ATBO students Miles Minichiello, Kim Jackson & Kye Walker enjoying the summit view from St Nicholas Peak.
Photo courtesy of College of the Rockies
Come on! You can do it! And then there are people and a small flat area where the front of our rope team has congregated. Weve made it! There are cheers and congratulations for Lisey, who immediately collapses on a flat spot and curls up, eyes clenched, trying to calm her breathing. She remains in this position and those around cant help but laugh while being a bit amazed at the same time. We are at 10,500 feet, on a knife ridge, almost narrow enough to straddle with a leg on either side and this girl is terrified of heights. She definitely faced her fear in a big way today.
At this point we discover that the route down to where we reassembled for the final summit attempt is a near-vertical lower. Everyone is pretty excited at the idea of being lowered off the top of a mountain, descending down into the cloud.
Lisey, however, has never been higher than ten feet on a rock climb and has never attempted a full rappel. But after what she has just gone through to get here, and given the relatively few options open to her, she is determined to go for it.
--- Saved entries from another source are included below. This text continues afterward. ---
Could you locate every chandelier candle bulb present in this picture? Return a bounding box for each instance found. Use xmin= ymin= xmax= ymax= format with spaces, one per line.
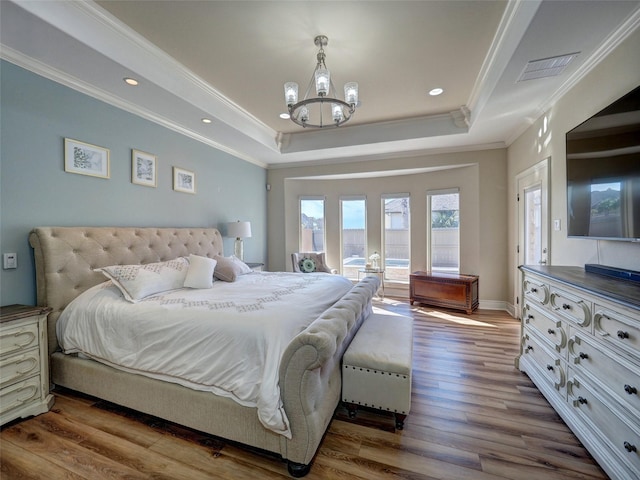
xmin=300 ymin=106 xmax=309 ymax=122
xmin=332 ymin=103 xmax=344 ymax=122
xmin=344 ymin=82 xmax=359 ymax=105
xmin=315 ymin=68 xmax=330 ymax=96
xmin=284 ymin=82 xmax=298 ymax=105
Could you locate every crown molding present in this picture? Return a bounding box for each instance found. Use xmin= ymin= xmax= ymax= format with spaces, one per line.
xmin=13 ymin=0 xmax=279 ymax=153
xmin=467 ymin=0 xmax=543 ymax=123
xmin=0 ymin=46 xmax=268 ymax=169
xmin=539 ymin=4 xmax=640 ymax=114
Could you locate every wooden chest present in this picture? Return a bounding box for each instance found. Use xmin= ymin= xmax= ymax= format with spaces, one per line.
xmin=409 ymin=271 xmax=479 ymax=314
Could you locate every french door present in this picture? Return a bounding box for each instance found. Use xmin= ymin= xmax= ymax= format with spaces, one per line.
xmin=515 ymin=158 xmax=549 ymax=314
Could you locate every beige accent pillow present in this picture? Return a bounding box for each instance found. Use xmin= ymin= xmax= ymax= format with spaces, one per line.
xmin=184 ymin=254 xmax=217 ymax=289
xmin=213 ymin=255 xmax=252 ymax=282
xmin=95 ymin=257 xmax=189 ymax=302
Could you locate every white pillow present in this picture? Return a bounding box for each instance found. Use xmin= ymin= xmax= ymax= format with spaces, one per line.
xmin=213 ymin=255 xmax=252 ymax=282
xmin=95 ymin=257 xmax=189 ymax=302
xmin=184 ymin=254 xmax=217 ymax=289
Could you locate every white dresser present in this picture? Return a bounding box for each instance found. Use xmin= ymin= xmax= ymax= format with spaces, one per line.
xmin=0 ymin=304 xmax=54 ymax=426
xmin=517 ymin=266 xmax=640 ymax=480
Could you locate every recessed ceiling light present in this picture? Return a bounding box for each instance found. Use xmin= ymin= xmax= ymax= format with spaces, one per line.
xmin=201 ymin=118 xmax=212 ymax=124
xmin=429 ymin=88 xmax=444 ymax=96
xmin=124 ymin=77 xmax=139 ymax=86
xmin=280 ymin=113 xmax=290 ymax=120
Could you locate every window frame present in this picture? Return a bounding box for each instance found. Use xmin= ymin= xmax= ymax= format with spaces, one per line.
xmin=340 ymin=195 xmax=367 ymax=279
xmin=381 ymin=193 xmax=411 ymax=282
xmin=299 ymin=196 xmax=326 ymax=253
xmin=427 ymin=187 xmax=460 ymax=273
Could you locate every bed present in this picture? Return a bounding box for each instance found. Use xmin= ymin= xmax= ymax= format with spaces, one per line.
xmin=29 ymin=227 xmax=379 ymax=477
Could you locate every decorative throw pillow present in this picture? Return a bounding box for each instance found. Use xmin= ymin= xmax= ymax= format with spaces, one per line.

Keep looking straight ahead, I say, we are almost there. Whether due to the shock of the whole situation, or just getting used to it, Lisey begins laughing and even enjoying the decent. We push off and swing a little bit, steadily lowering down. Walking backwards down the face, negotiating small overhanging sections and rocky terrain, we are soon touching down on the traverse where it all began.
What a mission. There is an excited energy and feeling of accomplishment amongst those back in the shelter of the windlip. We still have the whole descent to go but the main objective has been achieved and it has already been a very rewarding experience. I am impressed and inspired by the facing and conquering of fears I witnessed on my rope. I am sure everyone is feeling like theyve just accomplished something significant that wont soon be forgotten.